The council voted, 4-2, Monday night in favor of a $64.4 million spending plan for the fiscal year starting July 1.

City Council President Brendan Rielly abstained from the vote. Councilors John O’Hara and Gary Rairdon opposed the budget.

The package is $3.1 million higher, or 4.9 percent, than the budget for the current fiscal year. The property tax rate will go from $18.40 per $1,000 of assessed value to $19.34.

That’s an increase of more than 5 percent, or 94 cents per $1,000 of assessed value. The annual tax bill for a home assessed at $190,000 will go up by $178. That’s the greatest increase since fiscal year 2010, when the property tax rate jumped $1.27 per $1,000 of assessed value.

The municipal portion of the budget is $26.8 million, a 7.4 percent increase. The school department will spend $36.2 million next year, a 3.2 percent increase over the current year. The county share of spending will be $1.4 million, a 5.9 percent increase.

On the municipal side, most of the spending increases will not add services at Westbrook City Hall. The municipal budget includes 2 percent raises for many employees, a change required by contract that will cost an extra $421,000 next year. Health insurance for employees will cost $315,215 more next year.

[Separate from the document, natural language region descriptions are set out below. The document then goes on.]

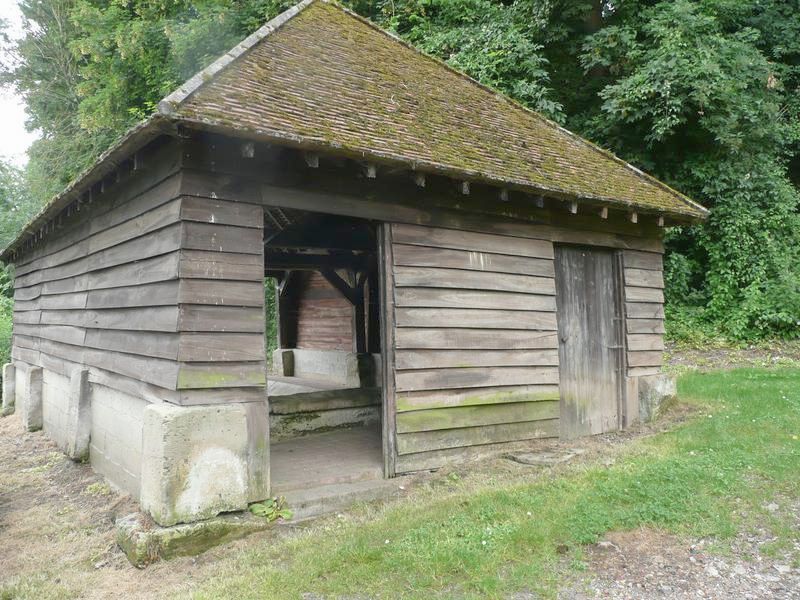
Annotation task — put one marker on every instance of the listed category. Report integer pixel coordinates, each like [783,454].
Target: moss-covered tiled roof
[323,77]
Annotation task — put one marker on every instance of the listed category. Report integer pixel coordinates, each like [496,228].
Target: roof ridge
[519,106]
[172,101]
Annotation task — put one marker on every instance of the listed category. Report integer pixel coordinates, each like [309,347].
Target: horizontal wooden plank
[471,260]
[475,318]
[472,280]
[472,241]
[475,416]
[144,343]
[200,318]
[471,397]
[164,293]
[222,293]
[645,358]
[222,212]
[644,310]
[223,347]
[645,325]
[159,318]
[645,341]
[644,278]
[443,379]
[201,264]
[642,260]
[436,359]
[425,441]
[221,375]
[469,339]
[222,238]
[637,294]
[448,298]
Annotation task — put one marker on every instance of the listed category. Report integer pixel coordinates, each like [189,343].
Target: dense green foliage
[703,94]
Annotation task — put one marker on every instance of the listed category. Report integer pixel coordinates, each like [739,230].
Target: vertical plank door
[589,332]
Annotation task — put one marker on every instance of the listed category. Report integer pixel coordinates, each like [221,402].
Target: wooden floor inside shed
[331,458]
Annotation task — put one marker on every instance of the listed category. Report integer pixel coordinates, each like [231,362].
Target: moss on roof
[328,78]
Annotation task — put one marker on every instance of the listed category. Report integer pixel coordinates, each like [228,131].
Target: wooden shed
[454,273]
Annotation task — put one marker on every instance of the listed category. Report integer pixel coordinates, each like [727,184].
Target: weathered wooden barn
[454,272]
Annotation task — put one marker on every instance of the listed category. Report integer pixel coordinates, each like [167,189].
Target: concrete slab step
[326,499]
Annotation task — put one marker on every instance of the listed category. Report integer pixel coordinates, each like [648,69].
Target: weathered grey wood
[221,238]
[221,292]
[475,318]
[223,347]
[437,359]
[198,264]
[424,400]
[221,318]
[421,256]
[475,416]
[448,298]
[469,436]
[644,278]
[472,280]
[644,310]
[652,358]
[637,294]
[220,375]
[471,241]
[645,326]
[222,212]
[642,260]
[389,344]
[443,379]
[645,341]
[479,339]
[588,327]
[163,293]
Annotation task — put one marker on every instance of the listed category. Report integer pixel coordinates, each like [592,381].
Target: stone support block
[200,461]
[9,388]
[79,416]
[30,399]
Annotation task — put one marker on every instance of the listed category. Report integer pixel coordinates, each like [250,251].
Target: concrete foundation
[29,397]
[9,388]
[198,462]
[656,392]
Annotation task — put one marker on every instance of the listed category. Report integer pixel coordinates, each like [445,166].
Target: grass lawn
[478,537]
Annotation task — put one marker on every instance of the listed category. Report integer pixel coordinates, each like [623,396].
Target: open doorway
[323,339]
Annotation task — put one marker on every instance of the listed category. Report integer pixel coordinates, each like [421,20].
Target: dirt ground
[57,532]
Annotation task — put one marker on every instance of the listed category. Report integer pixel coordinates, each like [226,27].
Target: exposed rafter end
[248,150]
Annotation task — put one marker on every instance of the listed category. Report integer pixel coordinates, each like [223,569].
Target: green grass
[476,537]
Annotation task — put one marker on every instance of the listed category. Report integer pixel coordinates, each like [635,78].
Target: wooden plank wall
[324,316]
[476,348]
[103,291]
[644,311]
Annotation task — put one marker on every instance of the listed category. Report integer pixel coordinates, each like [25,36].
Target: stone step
[326,499]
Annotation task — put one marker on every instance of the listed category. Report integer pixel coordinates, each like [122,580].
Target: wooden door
[590,340]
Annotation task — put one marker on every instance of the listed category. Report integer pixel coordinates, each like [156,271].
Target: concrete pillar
[30,399]
[200,461]
[9,388]
[79,416]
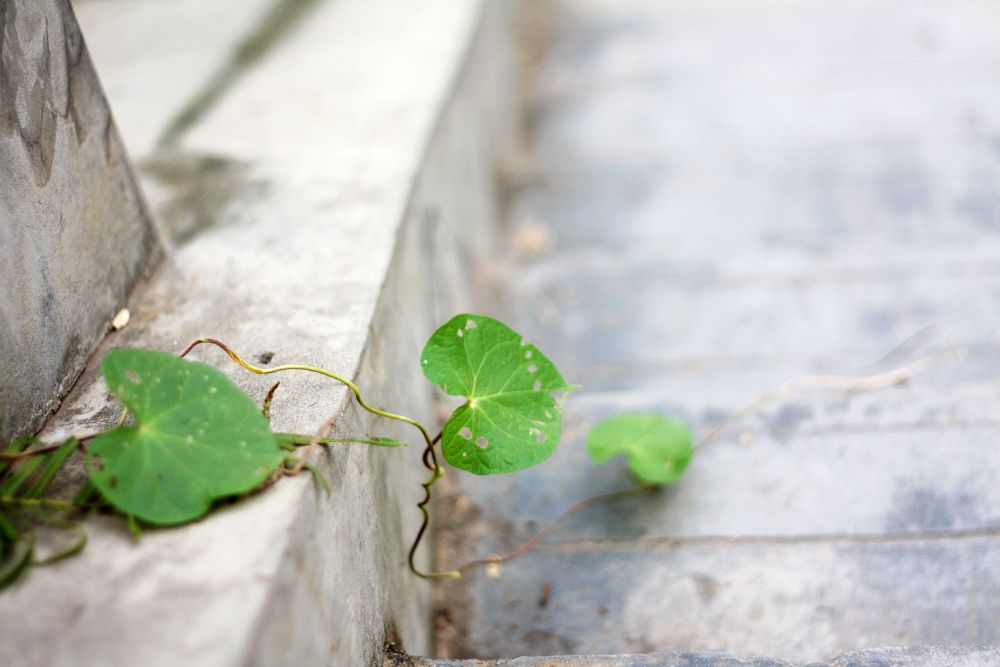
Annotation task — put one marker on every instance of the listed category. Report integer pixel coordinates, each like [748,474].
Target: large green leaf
[658,449]
[197,438]
[510,419]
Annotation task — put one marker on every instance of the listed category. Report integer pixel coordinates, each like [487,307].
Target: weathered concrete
[360,201]
[889,657]
[722,197]
[74,231]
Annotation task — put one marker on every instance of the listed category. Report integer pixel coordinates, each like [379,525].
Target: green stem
[429,452]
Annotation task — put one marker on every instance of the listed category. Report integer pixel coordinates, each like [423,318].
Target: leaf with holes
[197,438]
[510,419]
[658,449]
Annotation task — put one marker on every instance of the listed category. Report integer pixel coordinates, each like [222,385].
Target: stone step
[930,656]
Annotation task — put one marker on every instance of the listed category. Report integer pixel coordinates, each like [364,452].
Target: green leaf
[658,449]
[197,438]
[510,419]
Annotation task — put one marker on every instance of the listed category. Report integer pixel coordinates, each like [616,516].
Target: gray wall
[74,233]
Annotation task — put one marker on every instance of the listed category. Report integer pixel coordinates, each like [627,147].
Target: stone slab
[342,259]
[720,199]
[127,42]
[801,601]
[75,235]
[886,657]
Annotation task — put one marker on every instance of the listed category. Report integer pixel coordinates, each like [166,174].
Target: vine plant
[188,437]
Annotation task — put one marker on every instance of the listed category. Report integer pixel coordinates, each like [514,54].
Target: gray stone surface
[74,231]
[357,212]
[127,42]
[972,656]
[722,197]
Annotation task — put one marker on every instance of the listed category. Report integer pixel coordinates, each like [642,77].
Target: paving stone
[625,321]
[803,601]
[733,196]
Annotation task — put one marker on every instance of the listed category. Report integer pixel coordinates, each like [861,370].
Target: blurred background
[712,199]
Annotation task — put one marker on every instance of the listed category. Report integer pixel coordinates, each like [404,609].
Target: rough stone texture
[127,42]
[74,232]
[722,197]
[888,657]
[359,210]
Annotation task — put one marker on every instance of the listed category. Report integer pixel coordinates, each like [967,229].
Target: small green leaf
[197,438]
[658,449]
[510,419]
[301,439]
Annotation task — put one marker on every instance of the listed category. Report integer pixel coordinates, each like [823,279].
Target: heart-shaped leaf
[197,438]
[510,419]
[658,449]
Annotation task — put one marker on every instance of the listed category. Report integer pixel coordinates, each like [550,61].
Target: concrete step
[929,656]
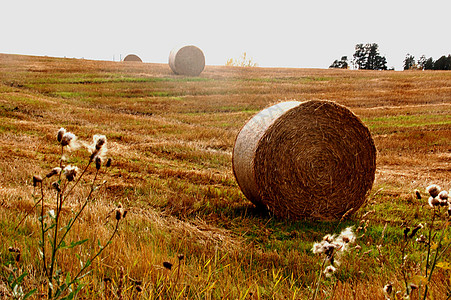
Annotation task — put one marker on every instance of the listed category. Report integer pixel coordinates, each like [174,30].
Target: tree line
[367,57]
[423,63]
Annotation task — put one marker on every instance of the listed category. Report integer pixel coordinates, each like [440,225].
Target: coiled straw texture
[305,160]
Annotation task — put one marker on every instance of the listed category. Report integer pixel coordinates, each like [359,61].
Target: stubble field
[171,139]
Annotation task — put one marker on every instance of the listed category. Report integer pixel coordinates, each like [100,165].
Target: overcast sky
[277,33]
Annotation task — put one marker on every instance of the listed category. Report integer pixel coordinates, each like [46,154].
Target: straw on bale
[313,159]
[132,57]
[187,60]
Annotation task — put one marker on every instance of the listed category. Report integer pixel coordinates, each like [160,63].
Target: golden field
[171,139]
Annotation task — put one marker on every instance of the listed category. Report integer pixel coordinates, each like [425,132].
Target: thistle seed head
[433,190]
[36,179]
[59,135]
[54,171]
[443,195]
[329,271]
[433,202]
[418,194]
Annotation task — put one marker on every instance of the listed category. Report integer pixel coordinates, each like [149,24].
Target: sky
[277,33]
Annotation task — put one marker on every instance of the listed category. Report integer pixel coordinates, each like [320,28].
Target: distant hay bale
[313,159]
[187,60]
[132,57]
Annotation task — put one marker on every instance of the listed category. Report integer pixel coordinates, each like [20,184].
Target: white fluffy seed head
[433,190]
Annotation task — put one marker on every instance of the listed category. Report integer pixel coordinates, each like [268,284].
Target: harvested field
[171,140]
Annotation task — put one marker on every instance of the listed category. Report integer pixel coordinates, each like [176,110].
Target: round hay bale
[313,159]
[132,57]
[187,60]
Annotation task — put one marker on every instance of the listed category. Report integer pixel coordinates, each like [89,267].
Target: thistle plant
[433,245]
[331,248]
[60,183]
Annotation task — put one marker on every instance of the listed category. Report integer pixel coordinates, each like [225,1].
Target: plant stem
[76,277]
[319,279]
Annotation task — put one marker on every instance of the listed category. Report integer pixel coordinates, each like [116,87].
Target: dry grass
[171,139]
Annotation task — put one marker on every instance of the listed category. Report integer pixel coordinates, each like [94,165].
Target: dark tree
[429,64]
[409,62]
[443,63]
[421,62]
[340,64]
[367,57]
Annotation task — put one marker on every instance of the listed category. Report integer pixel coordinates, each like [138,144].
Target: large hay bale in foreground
[187,60]
[314,159]
[132,57]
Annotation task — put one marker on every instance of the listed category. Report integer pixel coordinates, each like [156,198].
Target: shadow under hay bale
[187,60]
[313,159]
[132,57]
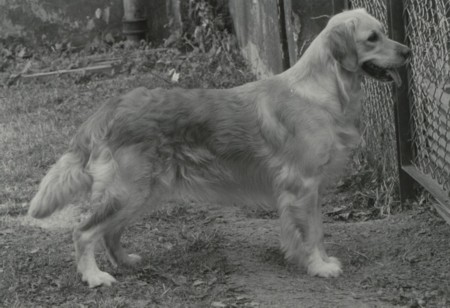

The school budget still needs approval from voters in a referendum June 13. It calls for a handful of new positions, including a nurse at the high school and extra hours for elementary school guidance staff. Fifth- and sixth-grade students would also get new laptops next year.

City Administrator Jerre Bryant said the increases meant he could not fulfill many requests for new programs or employees.

“This budget calls for a much larger tax increase than we’d like to be passing,” he said.

Most of the discussion in public hearings about the budget revolved around requested increases for social service agencies, like the My Place Teen Center. However, attempts to give more money to the teen center failed multiple times.

Staff Writer Dennis Hoey contributed to this report.